Last year’s Oscar winner for the first installment in the “Rings” trilogy, Shore spent nearly a year composing, orchestrating, and conducting more than three hours of music for the second.  While several themes resurface, much of it is new material: particularly for the Viking-esque Rohan culture (in which all the Tolken-written and –inspired texts are sung in Old English), the princess Eowyn and the ancient Ents (heard on wood percussion).  The strange, schizophrenic character of Gollum, voiced by hammer dulcimer, even gets a song over the end titles.

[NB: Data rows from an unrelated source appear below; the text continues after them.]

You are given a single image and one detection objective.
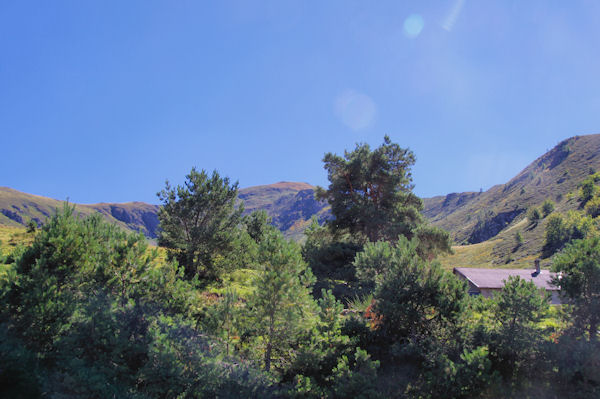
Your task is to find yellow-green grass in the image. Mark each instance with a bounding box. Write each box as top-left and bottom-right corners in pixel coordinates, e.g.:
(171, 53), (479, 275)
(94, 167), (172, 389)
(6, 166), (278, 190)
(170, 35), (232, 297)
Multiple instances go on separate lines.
(0, 225), (34, 255)
(206, 268), (258, 298)
(438, 239), (501, 270)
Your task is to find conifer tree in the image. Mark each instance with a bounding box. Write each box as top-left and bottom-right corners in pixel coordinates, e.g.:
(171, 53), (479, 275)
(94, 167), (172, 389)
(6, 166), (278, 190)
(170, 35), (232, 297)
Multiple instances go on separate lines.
(316, 136), (450, 257)
(157, 168), (243, 280)
(249, 230), (317, 372)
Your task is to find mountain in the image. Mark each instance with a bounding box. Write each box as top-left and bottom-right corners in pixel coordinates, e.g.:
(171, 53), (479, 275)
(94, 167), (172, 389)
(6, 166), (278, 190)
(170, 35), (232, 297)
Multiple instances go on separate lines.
(238, 182), (329, 240)
(2, 133), (598, 263)
(0, 187), (160, 238)
(426, 134), (600, 268)
(0, 182), (329, 241)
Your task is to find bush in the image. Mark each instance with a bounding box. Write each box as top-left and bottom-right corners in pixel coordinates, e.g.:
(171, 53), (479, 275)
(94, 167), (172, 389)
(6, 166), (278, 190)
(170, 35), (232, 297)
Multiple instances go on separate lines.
(542, 200), (555, 217)
(584, 196), (600, 218)
(515, 231), (524, 246)
(416, 346), (498, 399)
(527, 207), (542, 224)
(544, 211), (597, 256)
(580, 173), (600, 203)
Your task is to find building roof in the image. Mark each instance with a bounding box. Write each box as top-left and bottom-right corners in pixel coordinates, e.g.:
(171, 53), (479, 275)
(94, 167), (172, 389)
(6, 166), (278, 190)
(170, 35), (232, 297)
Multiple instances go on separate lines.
(453, 267), (559, 291)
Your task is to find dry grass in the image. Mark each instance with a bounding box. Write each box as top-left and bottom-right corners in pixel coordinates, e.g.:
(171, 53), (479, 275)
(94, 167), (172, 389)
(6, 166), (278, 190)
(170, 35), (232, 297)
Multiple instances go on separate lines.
(0, 225), (33, 255)
(438, 239), (500, 270)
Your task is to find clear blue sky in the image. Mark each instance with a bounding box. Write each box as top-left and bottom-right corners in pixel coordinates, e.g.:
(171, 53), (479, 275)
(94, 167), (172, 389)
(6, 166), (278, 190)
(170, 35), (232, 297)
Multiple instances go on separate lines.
(2, 1), (599, 204)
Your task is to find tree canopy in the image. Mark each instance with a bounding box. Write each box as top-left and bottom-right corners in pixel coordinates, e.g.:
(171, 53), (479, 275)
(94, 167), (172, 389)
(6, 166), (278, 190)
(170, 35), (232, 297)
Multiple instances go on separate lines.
(157, 168), (244, 280)
(315, 136), (450, 257)
(552, 236), (600, 339)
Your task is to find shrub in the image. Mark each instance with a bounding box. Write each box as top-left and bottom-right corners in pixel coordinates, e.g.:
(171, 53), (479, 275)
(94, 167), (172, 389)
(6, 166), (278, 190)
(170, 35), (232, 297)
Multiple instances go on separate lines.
(527, 207), (542, 224)
(544, 211), (597, 255)
(515, 231), (524, 246)
(584, 196), (600, 218)
(542, 200), (555, 217)
(580, 173), (600, 203)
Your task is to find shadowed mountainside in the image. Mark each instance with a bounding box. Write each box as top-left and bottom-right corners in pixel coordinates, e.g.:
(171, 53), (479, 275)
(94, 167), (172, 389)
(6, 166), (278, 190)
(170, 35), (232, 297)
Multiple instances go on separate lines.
(238, 182), (330, 240)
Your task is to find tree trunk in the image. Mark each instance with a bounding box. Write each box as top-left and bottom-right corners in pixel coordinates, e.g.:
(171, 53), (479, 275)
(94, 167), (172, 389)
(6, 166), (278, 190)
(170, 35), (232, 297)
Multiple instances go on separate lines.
(265, 314), (275, 372)
(264, 340), (272, 372)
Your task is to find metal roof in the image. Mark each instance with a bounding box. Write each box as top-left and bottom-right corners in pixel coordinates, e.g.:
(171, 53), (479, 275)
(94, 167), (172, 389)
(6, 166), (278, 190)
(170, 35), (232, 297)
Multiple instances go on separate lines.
(453, 267), (559, 291)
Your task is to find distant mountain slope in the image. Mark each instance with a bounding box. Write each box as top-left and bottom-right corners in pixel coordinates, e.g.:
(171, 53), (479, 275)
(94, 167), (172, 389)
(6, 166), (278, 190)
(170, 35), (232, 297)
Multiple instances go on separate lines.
(425, 133), (600, 267)
(0, 182), (329, 241)
(3, 133), (598, 254)
(238, 182), (329, 240)
(0, 187), (160, 237)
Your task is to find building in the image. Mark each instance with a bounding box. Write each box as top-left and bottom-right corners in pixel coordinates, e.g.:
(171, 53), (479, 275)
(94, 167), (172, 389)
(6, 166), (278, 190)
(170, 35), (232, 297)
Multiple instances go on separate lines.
(453, 260), (561, 304)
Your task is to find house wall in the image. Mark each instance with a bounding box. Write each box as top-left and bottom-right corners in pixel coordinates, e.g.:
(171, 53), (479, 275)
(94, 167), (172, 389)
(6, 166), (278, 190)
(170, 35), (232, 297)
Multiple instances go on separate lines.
(480, 288), (561, 304)
(479, 288), (499, 298)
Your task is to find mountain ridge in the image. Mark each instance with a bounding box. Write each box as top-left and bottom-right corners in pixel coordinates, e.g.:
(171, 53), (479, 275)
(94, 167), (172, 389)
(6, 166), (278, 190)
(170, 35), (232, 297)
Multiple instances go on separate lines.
(2, 134), (599, 264)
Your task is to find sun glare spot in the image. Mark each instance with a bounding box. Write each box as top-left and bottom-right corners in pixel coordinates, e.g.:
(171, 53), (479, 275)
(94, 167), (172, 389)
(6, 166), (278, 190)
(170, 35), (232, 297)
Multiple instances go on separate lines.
(403, 14), (424, 38)
(334, 90), (377, 131)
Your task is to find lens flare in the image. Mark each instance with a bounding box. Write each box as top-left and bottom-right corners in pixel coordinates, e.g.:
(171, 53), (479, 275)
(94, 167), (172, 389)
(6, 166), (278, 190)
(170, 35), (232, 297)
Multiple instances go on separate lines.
(334, 90), (377, 131)
(403, 14), (424, 38)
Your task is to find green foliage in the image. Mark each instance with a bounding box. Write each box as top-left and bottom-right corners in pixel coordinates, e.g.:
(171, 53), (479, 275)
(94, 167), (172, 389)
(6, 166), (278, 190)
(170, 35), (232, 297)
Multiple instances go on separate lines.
(202, 288), (240, 356)
(584, 195), (600, 218)
(527, 206), (542, 224)
(1, 204), (276, 398)
(244, 209), (276, 244)
(515, 231), (524, 246)
(552, 236), (600, 339)
(486, 276), (550, 380)
(248, 230), (317, 372)
(370, 237), (467, 347)
(580, 172), (600, 203)
(301, 217), (362, 294)
(550, 334), (600, 398)
(0, 323), (41, 399)
(157, 167), (244, 280)
(25, 219), (36, 233)
(416, 346), (498, 399)
(328, 348), (381, 399)
(315, 136), (450, 256)
(414, 224), (453, 260)
(544, 210), (597, 255)
(542, 199), (555, 217)
(353, 240), (395, 291)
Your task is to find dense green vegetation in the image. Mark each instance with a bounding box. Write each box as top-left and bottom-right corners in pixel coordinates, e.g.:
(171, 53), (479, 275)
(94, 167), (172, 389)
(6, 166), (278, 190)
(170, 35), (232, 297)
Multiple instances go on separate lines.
(2, 137), (600, 398)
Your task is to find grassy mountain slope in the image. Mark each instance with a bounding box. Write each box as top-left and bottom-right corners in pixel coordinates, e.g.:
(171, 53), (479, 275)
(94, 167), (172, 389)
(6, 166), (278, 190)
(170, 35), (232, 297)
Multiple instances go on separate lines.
(428, 134), (600, 268)
(0, 187), (160, 238)
(0, 182), (329, 241)
(2, 134), (597, 258)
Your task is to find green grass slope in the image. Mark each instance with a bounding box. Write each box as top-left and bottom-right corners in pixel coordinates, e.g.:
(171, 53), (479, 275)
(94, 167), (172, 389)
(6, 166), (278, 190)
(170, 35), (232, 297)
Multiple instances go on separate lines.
(427, 133), (600, 268)
(0, 187), (160, 237)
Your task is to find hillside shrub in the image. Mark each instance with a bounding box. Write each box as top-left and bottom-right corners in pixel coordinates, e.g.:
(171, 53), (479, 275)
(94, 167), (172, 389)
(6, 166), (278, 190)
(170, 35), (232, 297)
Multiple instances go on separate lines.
(544, 211), (597, 256)
(584, 196), (600, 218)
(515, 231), (524, 246)
(580, 173), (600, 203)
(542, 199), (555, 217)
(527, 207), (542, 224)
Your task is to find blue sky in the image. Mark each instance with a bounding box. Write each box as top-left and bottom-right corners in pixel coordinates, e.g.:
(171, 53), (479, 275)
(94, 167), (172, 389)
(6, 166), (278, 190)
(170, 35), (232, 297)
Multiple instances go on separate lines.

“It’s the second act of a 10-hour piece.  I think of it as operatic,” Shore says, noting that the 96-piece London Philharmonic was augmented by a 60-voice mixed choir, 30-voice boys chord, and several vocal soloists.


JOHN WILLIAMS (“Minority Report”, “Catch Me If You Can”)

For the first time since 1976, Williams has four eligible scores (including installments in the “Star Wars” and “Harry Potter” series).

Williams says he found the futuristic chase film “Minority Report” “a huge challenge musically,” with 100 minutes of music encompassing considerable action material “fast-paced and incisive in a rhythmic way.”

For Tom Cruise’s family backstory, the music is “more melodic, more emotionally based”; and for the film-noir context, “a kind of Bernard Herrmann gloom that weaves and threads its way through many scenes” of the film’s complex murder mystery.

The New Republic offered “a bow to John Williams, whose music… supports or italicizes the action.”

In a lighter vein, “Catch Me If You Can” finds the five-time Oscar winner (who has 36 more nominations) in the jazz territory of his youth, with elaborately written solos for alto sax player Dan Higgins – for the poignant music for the central character’s sad-sack father (Christopher Walken), and in a seriocomic vein for the sleuthing music of FBI agent Tom Hanks.

The escapades of con man Frank Abagnale Jr. (Leonardo DiCaprio) are accompanied by what Williams called “a kind of loopy piece that I hope has a little touch of magic to it, as though this kind was a magician performing tricks for us.”


OTHER SCORES OF NOTE

Falling into the category of memory work for forgotten, small, or obscure films: John Barry’s “Enigma”, which deftly combines the composer’s recent romantic style with his classic ’60s spy music a la “Ipcress File”; Rachel Portman’s “Nicholas Nickelby”, whose strings-and-woodwinds score buoys the often-tragic tale; and Gabriel Yared’s “Possession”, a lush orchestral accompaniment for parallel 19th- and 21st-century love stories.